R E D is an erasure of Bram Stoker's Dracula. A long poem in 27 chapters, R E D excavates from Stoker's text an original narrative of violence, sexual abuse, power dynamics, vengeance, and feminist rage while wrestling with the complexities of gender, transition, and monsterhood.
In R E D, Chase Berggrun deconstructs [Dracula] in a series of erasure poems and uncovers a new narrative embedded in the text ... Berggrun modifies the multiple layers of voices in Stoker’s novel to exorcise its misogynist violence. This polyvocal, multimedia approach allows Berggrun to adopt the chorus of voices that make up 'this terrible story' and create a new story that affirms, rather than effaces, its narrator’s identity ... The power in Berggrun’s project comes from the form of erasure poetry.

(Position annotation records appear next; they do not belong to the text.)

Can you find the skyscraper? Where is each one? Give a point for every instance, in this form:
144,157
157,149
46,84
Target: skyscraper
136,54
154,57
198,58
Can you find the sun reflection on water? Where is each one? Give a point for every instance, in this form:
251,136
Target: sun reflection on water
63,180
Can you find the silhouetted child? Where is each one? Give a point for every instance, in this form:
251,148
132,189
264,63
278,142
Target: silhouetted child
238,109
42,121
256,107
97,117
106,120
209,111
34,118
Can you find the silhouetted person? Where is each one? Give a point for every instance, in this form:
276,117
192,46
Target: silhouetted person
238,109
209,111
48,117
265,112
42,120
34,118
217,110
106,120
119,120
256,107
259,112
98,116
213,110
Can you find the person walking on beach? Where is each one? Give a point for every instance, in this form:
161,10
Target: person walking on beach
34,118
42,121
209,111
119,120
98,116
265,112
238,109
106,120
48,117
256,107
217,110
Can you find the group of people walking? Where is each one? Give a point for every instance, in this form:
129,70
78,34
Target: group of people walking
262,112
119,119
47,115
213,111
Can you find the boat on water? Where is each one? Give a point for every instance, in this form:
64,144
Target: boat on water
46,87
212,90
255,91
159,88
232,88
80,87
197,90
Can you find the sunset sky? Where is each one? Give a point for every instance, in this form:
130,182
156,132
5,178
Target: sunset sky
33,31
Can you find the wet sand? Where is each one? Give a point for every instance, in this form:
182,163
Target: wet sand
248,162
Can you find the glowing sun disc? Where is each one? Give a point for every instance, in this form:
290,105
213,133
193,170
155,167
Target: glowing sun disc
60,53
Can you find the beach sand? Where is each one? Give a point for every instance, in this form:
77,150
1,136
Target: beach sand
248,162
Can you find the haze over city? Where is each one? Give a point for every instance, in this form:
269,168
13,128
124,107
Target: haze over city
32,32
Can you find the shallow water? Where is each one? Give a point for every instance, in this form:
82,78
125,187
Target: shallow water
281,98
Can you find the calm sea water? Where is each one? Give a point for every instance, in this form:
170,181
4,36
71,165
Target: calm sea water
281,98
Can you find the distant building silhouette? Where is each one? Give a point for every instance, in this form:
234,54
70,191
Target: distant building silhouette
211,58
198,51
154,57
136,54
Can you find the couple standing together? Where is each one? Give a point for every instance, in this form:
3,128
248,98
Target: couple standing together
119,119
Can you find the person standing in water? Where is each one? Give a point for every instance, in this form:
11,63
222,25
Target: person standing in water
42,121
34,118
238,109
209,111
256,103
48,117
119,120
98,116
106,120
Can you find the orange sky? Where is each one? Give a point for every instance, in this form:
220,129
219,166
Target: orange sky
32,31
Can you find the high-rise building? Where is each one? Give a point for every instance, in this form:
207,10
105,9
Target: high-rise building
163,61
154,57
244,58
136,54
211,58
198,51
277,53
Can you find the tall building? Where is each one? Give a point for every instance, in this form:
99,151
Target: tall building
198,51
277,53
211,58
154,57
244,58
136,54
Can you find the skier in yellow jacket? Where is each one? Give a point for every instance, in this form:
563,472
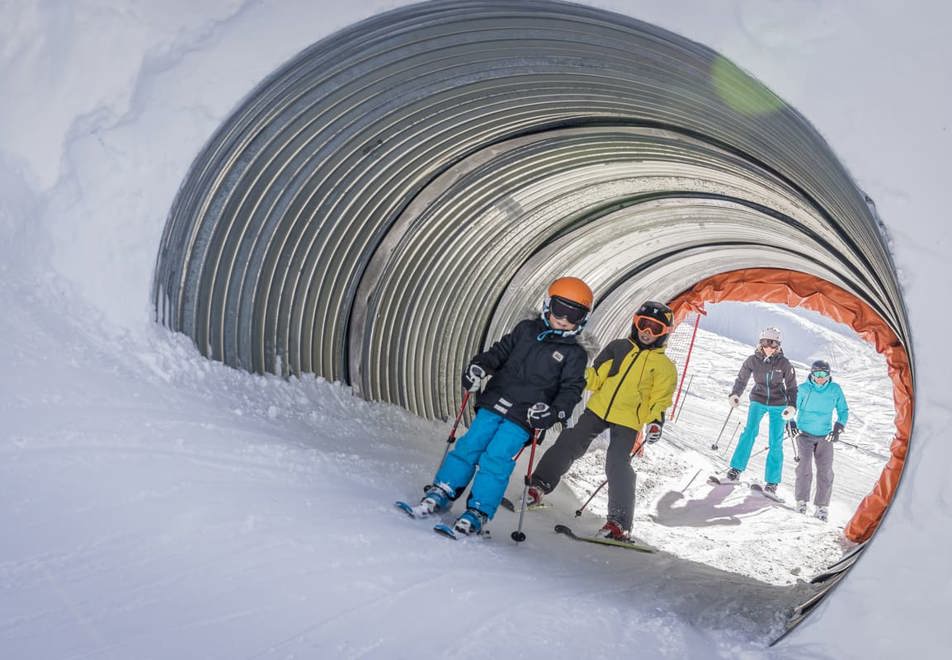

Immediately striking, R E D’s narrator, despite the horror she faces, is a striking figure. She moves into her own story at a run and does not slow down or stop ... The writing flows ... Berggrun’s success is obvious ... Berggrun’s work has made the original, at its most base form, even richer. The language is made anew, and with it, a new story unfolds ... R E D is as assured of itself as it is assuring to read.
In Berggrun’s striking debut, a book-length erasure of Bram Stoker’s Dracula, that text becomes fertile soil for cultivating complex story of sexual awakening, domestic abuse, and liberation ... The brief prefatory note on process, indicating that the book 'was written at the same time its author had begun their own gender transition,' gives deeper symbolic resonance to the material transformation of text ... Capped by a challenging conclusion, Berggrun’s assured composition is neither beholden to the original nor so distant as to be unclear in its motivation.